3) How are you going to use our money? We all know you’re going to need more. What we want to see is how you are going to use this money to get you to a place where you can successfully compete for more. It’s something like a landing on a staircase: you’re not to the top yet, but you can take a breath and prepare for the next climb. Use of funds is one of the simplest things to get right, and yet it’s usually too simple. For example, we had one company assert they needed $1M for sales and marketing until we pointed out that nothing rolls up to exactly $1M and that they didn’t even have a product developed, so there was nothing to sell or market yet.

4) Who is on your team? And by team, we don’t just mean the leadership and employees. What we really want to see is all the people who have advised you formally or informally, because we’re trying to understand who is implicitly vouching for your ability to execute. It’s unlikely that we know you or of your abilities, but your advisors do, and if we know any of them, you’re essentially borrowing their credibility to bolster your own. We looked at a company that had the typical 2–3 pictures of employees on their team chart in their presentation, and only through dialog did we learn that they were being advised by several military experts who had helped them land a company-making lucrative contract with the Department of Defense. That’s a game changer!

5) Can you generate more than a financial return? All successful things require both selfish and altruistic motivations. If you’re only altruistic, you won’t have the stamina to succeed, but if you’re only selfish, no one will want to work with you. Successful companies must generate financial returns, but they will not be sustainable over the long term unless they also generate returns that impact their community in positive ways.

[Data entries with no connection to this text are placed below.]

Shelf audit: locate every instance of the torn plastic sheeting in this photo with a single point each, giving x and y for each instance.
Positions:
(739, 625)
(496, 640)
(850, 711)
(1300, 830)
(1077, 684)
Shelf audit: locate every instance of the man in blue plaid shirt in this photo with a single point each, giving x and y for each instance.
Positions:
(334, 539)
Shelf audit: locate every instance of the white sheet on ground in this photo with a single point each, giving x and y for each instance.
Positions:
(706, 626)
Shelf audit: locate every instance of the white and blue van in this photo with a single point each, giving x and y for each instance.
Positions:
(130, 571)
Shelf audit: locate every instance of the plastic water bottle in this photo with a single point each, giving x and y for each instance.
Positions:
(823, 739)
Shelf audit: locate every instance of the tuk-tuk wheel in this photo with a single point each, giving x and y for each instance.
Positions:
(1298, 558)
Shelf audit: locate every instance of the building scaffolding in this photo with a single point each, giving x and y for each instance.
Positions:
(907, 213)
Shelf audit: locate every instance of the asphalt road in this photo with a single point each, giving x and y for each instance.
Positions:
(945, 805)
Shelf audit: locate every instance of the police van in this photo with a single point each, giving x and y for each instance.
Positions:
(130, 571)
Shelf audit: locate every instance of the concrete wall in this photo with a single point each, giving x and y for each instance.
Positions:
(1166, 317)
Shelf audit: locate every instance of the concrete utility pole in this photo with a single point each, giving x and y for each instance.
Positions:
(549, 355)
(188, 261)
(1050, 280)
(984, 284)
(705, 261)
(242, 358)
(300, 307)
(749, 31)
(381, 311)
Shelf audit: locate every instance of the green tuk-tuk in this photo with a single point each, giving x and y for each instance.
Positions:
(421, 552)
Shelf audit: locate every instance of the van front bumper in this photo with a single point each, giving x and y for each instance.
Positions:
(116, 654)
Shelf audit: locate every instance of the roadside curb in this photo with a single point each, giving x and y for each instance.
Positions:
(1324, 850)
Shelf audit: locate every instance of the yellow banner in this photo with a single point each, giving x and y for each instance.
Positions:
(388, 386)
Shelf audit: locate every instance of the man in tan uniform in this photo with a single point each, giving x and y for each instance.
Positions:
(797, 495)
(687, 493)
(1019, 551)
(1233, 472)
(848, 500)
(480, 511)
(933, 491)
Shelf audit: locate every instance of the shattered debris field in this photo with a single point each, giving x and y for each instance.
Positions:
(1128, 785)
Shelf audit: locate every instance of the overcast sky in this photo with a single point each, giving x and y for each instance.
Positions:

You are a person of enormous influence. If you could inspire a movement that would bring the most amount of good to the most amount of people, what would that be? You never know what your idea can trigger. 🙂

All gifts come from God. When you understand that, your only natural reaction is to want to give back in some way. But we are so, so, poor in society at helping people unlock and give of their gifts. Our world is crawling with people to help manage your money or manage your health or manage your time — why is it not crawling with people to help you manage your God-given gifts? What would happen if everyone on the planet knew what their gifts were and had access to the most efficient vehicle for applying them in service of others? The free market economy has come closest to this, but it still has challenges in regard to gifts that aren’t easily monetized or in places in the world where the free market doesn’t exist.

We are very blessed that some of the biggest names in Business, VC funding, Sports, and Entertainment read this column. Is there a person in the world, or in the US whom you would love to have a private breakfast or lunch with, and why? He or she might see this. 🙂

Any of the wealthy business people focused now on giving away their fortunes for good. Impact investing is the best idea ever in philanthropy and for good reason: instead of giving away the money (which is a one-way street), they are venture funds that use philanthropic dollars to invest in companies and founders that are making an impact in their community and in our world. Any returns are reinvested over and over again as an evergreen donation, which means they can be used again and again for good. I want to understand why they wouldn’t immediately allocate their resources using this method, which could be a game changer both in creating new approaches to old problems, but also in seeing that those resources live on beyond them.

This was really meaningful! Thank you so much for your time.